Just for fun, here’s a cool stat that maybe you hadn’t heard yet: apparently, Cristiano has attempted 226 shots in 2015, at least 76 more than any other player in Europe’s five big leagues. Cristiano has had arguably one of his worst years in recent memory (should he really be considered over Suárez or Lewandowski?), but he still won the Pichichi and wowed us with some special goals, among other things.

Ronaldinho recently described Neymar as a “phenomenon” capable of becoming the best player in the world. While he’s probably not there yet, his time will come. Neymar has been Barça’s second-highest scorer in every competition this year. Despite his fantastic contributions to the Catalan club’s success, I’m still feeling some kinda way about Suárez getting curved.

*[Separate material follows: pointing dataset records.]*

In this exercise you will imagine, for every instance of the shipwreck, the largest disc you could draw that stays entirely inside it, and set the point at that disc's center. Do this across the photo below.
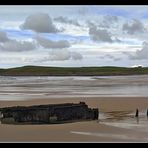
(48, 114)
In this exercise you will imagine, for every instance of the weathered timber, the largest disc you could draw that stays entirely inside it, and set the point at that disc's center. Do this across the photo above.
(47, 114)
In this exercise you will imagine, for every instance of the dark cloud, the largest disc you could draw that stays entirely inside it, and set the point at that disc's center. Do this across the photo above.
(139, 54)
(3, 36)
(41, 23)
(134, 27)
(66, 20)
(46, 43)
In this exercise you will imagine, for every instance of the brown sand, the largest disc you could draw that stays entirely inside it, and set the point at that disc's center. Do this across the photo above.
(63, 132)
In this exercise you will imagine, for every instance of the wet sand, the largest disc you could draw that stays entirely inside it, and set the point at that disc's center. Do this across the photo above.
(90, 131)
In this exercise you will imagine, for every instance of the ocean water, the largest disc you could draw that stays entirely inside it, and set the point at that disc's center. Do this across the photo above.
(22, 88)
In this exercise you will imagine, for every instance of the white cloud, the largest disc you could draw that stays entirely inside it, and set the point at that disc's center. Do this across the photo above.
(139, 54)
(135, 27)
(46, 43)
(17, 46)
(39, 23)
(3, 36)
(101, 35)
(66, 20)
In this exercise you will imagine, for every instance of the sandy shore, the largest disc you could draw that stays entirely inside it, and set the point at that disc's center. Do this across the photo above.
(91, 131)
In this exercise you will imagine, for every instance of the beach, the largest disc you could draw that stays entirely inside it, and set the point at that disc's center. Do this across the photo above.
(102, 130)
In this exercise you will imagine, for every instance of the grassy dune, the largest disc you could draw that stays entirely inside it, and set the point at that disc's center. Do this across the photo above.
(69, 71)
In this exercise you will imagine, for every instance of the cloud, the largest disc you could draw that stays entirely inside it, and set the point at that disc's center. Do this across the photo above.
(12, 45)
(66, 20)
(3, 37)
(139, 54)
(41, 23)
(111, 57)
(61, 55)
(135, 27)
(99, 35)
(108, 20)
(64, 54)
(76, 56)
(17, 46)
(46, 43)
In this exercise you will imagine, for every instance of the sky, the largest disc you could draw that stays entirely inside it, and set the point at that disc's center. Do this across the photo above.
(73, 35)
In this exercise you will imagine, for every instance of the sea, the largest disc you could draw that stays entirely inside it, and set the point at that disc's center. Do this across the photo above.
(30, 87)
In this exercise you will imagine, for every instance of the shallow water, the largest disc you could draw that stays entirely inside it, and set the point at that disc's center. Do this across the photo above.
(128, 127)
(21, 88)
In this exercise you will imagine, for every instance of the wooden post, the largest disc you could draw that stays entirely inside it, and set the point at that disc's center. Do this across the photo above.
(137, 113)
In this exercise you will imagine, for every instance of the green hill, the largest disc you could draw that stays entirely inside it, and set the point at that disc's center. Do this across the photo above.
(69, 71)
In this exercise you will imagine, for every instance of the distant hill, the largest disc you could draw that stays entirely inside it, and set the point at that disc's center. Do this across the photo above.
(70, 71)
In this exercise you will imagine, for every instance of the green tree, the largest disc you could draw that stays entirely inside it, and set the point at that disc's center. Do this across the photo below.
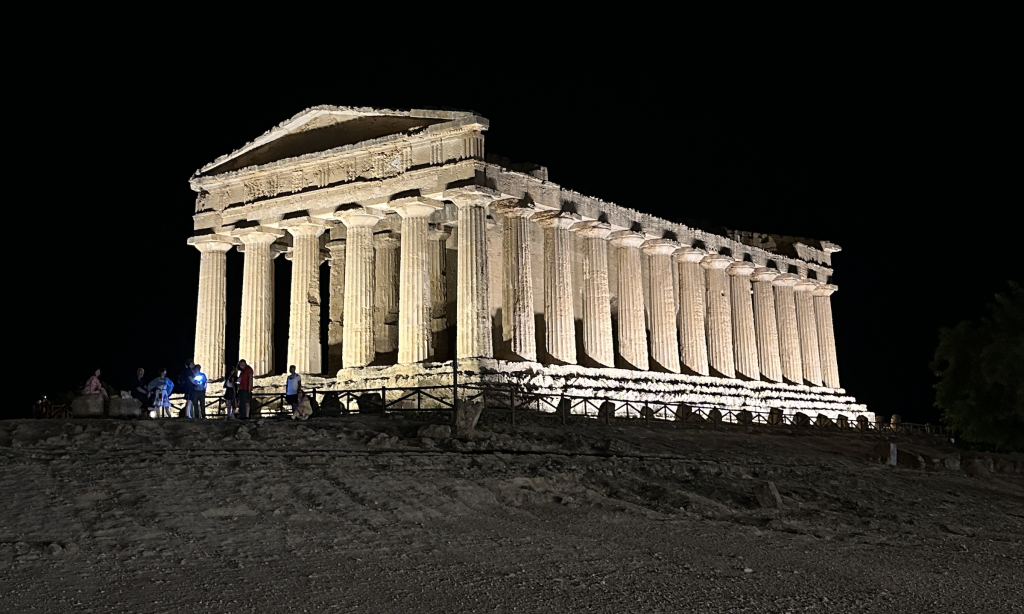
(980, 366)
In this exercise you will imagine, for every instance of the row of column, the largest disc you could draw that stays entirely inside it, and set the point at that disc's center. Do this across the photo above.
(733, 318)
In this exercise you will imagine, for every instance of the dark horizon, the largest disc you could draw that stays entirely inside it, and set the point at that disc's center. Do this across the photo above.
(907, 182)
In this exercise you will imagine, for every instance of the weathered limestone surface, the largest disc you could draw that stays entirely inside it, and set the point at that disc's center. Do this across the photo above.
(788, 334)
(826, 335)
(664, 334)
(597, 341)
(256, 337)
(692, 293)
(809, 354)
(559, 318)
(743, 339)
(766, 324)
(719, 314)
(303, 330)
(336, 327)
(358, 322)
(632, 330)
(414, 316)
(518, 301)
(387, 247)
(212, 305)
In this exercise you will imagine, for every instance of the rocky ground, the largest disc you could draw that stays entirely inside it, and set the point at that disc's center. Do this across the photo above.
(361, 515)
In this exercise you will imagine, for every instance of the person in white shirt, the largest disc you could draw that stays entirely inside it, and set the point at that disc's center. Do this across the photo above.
(292, 387)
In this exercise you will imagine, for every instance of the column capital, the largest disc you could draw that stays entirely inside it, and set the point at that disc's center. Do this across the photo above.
(211, 243)
(556, 219)
(592, 229)
(785, 279)
(437, 232)
(805, 284)
(659, 247)
(303, 226)
(360, 217)
(516, 209)
(257, 234)
(740, 269)
(689, 255)
(716, 261)
(415, 207)
(763, 273)
(824, 290)
(627, 238)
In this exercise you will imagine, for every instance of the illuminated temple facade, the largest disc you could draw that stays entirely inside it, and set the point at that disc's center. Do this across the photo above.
(436, 253)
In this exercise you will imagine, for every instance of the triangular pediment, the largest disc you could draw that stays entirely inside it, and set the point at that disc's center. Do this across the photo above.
(324, 128)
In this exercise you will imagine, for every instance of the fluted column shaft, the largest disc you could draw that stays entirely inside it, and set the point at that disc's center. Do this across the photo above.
(632, 330)
(256, 336)
(518, 295)
(692, 298)
(414, 296)
(358, 321)
(304, 297)
(386, 266)
(807, 324)
(336, 327)
(597, 343)
(743, 337)
(788, 332)
(826, 334)
(766, 324)
(473, 299)
(212, 305)
(664, 333)
(719, 315)
(559, 315)
(437, 254)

When it comes down to it, we all know that this award is going to Messi. There’s simply no way that it could go to anyone else. It’s inevitable. This marks the ninth consecutive year that the Barça crack has been nominated, and he’s only 28 years old. WTF.

The finalists for FIFA Women’s World Player of the Year are Carli Lloyd (USA), Aya Miyama (Japan), and Celia Sasic (Germany). Pep Guardiola (Bayern Munich), Luis Enrique (FC Barcelona), and Jorge Sampaoli (Chile) will battle it out for World Coach of the Year, with Jill Ellis (UAS), Mark Sampson (England), and Norio Sasaki (Japan) in the running for the women’s game. Goal of the year? Wendell Lira, Lionel Messi, and Alessandro Florenzi to my great disappointment (this was Carli Lloyd’s award to lose, IMO).